The light given off by these planets can then be analyzed to see what an atmosphere is composed of. "Our goal is to detect chemical compounds in the light spectrum that hint at life on the exoplanets," said leader of the LIFE initiative, Sascha Quanz.
The researchers wanted to know how effective these satellites would be when looking at a distant exoplanet, so they started off by using equivalent satellites to observe Earth.
Considering the habitability of Earth
The researchers used data from a NASA satellite called Aqua, which monitors Earth using instruments like an infrared sounder, a radiometer, and a spectroradiometer. It is used to study the Earth's water cycle in terms of evaporation and precipitation as part of NASA's Earth observation studies.
The researchers used data from this satellite to see the light wavelengths coming from Earth — called the emission spectra — in the infrared portion of the spectrum. This is similar to the kinds of data that satellites would be able to pick up from exoplanets.

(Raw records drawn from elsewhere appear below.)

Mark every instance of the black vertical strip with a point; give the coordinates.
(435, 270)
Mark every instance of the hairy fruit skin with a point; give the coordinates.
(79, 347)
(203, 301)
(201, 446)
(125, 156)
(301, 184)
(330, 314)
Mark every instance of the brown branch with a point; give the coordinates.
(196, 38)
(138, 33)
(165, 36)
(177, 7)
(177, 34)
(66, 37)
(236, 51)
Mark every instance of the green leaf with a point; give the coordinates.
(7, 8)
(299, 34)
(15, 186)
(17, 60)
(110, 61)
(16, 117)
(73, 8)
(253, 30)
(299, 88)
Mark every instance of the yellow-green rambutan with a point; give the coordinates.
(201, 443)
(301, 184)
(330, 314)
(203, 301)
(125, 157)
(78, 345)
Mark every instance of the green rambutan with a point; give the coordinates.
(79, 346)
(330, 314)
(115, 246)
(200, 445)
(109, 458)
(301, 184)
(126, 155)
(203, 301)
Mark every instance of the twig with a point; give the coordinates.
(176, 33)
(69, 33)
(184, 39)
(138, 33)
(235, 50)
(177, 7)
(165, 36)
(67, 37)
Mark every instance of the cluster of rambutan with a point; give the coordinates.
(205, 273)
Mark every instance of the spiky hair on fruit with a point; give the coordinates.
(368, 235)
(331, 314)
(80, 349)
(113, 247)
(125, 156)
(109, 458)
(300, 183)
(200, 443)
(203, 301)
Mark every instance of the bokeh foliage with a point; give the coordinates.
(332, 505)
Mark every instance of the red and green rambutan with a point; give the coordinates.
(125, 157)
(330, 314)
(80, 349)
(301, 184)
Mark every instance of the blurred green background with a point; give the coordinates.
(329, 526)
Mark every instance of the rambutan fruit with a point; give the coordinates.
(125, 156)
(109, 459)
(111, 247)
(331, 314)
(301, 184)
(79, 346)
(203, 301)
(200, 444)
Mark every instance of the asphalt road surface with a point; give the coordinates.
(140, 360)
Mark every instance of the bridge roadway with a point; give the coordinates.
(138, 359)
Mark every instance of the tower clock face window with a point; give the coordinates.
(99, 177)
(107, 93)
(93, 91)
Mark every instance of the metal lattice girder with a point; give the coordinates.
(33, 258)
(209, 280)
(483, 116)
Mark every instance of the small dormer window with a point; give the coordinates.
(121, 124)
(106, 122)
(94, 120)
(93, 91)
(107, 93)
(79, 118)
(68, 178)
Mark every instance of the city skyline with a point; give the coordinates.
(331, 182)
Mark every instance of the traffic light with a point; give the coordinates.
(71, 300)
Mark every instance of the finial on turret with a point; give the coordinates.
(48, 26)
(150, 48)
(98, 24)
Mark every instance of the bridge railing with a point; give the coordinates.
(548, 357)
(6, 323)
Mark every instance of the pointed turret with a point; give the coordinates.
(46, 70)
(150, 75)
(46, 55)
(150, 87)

They wanted to know whether they would be able to see that Earth has an atmosphere, and if it made a difference when they observed in different seasons.
The results were good news for habitability hunters, as they showed that a telescope like LIFE would be able to spot signs of a habitable world from a distance of 30 light years. That's still pretty close in space terms, but from this distance they could see indications of Earth's atmosphere like carbon dioxide, water, ozone, and methane.
It turned out to be very hard to determine anything about seasonal variations, however, but the researchers say that it's still a positive finding. "Even if atmospheric seasonality is not easily observed, our study demonstrates that next generation space missions can assess whether nearby temperate terrestrial exoplanets are habitable or even inhabited," Quanz said.